If you have concerns your best course of action now is to see the GP and ask for a referral to a developmental paediatrician. Do not take no for an answer!. From what you have written I would say he does warrant further investigation by such a person.

Has preschool got a SENCO on site; this person should be aware of your DS and there should be extra strategies now in place to help him. Ask about this, are they looking at getting extra funding for him?. Is this already in place, is there someone within the preschool helping him specifically i.e 1 to 1?.

His preschool teacher is not trained to properly recognise any social/communication difficulties.

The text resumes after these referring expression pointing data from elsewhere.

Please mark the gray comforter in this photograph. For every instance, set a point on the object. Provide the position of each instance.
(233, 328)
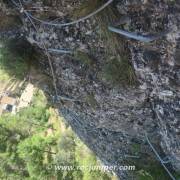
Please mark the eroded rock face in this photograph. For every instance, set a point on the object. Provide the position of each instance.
(112, 118)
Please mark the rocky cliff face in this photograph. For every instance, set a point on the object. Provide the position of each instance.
(113, 90)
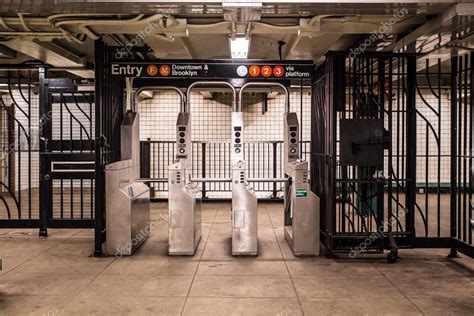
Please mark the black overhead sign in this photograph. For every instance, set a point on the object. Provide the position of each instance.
(211, 69)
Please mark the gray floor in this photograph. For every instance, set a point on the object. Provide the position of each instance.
(56, 276)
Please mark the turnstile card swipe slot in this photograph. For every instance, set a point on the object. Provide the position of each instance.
(239, 219)
(175, 219)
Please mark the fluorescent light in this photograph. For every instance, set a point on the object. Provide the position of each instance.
(239, 47)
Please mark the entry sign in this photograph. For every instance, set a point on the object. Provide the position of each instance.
(301, 193)
(212, 69)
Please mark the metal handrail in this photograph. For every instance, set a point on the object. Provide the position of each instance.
(264, 84)
(210, 83)
(157, 88)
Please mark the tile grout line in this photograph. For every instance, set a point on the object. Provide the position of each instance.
(34, 257)
(284, 261)
(199, 263)
(403, 294)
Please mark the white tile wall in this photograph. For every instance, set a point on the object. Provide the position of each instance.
(211, 123)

BTW this is NOT your fault this has happened and is certainly nothing to do with your parenting. I just state that in case either thought had crossed your mind previously. He is still your little boy regardless.

What you need to be also for him now is his advocate because no-one else is better placed than you to fight his corner for him.

TotalChaos · 12/03/2011 19:10

Completely agree with attila. Wld in addition look for salt referral, although you say he speaks in sentences, if most of them are quotes from fireman sam rather than appropriate to the situation that can be a sign of a language delay and possibly difficulties understanding language.

What do pre school propose doing to help him feel happier there, leaving him to stare into thin air isnt helpful, the needs of passive kids can be overlooked.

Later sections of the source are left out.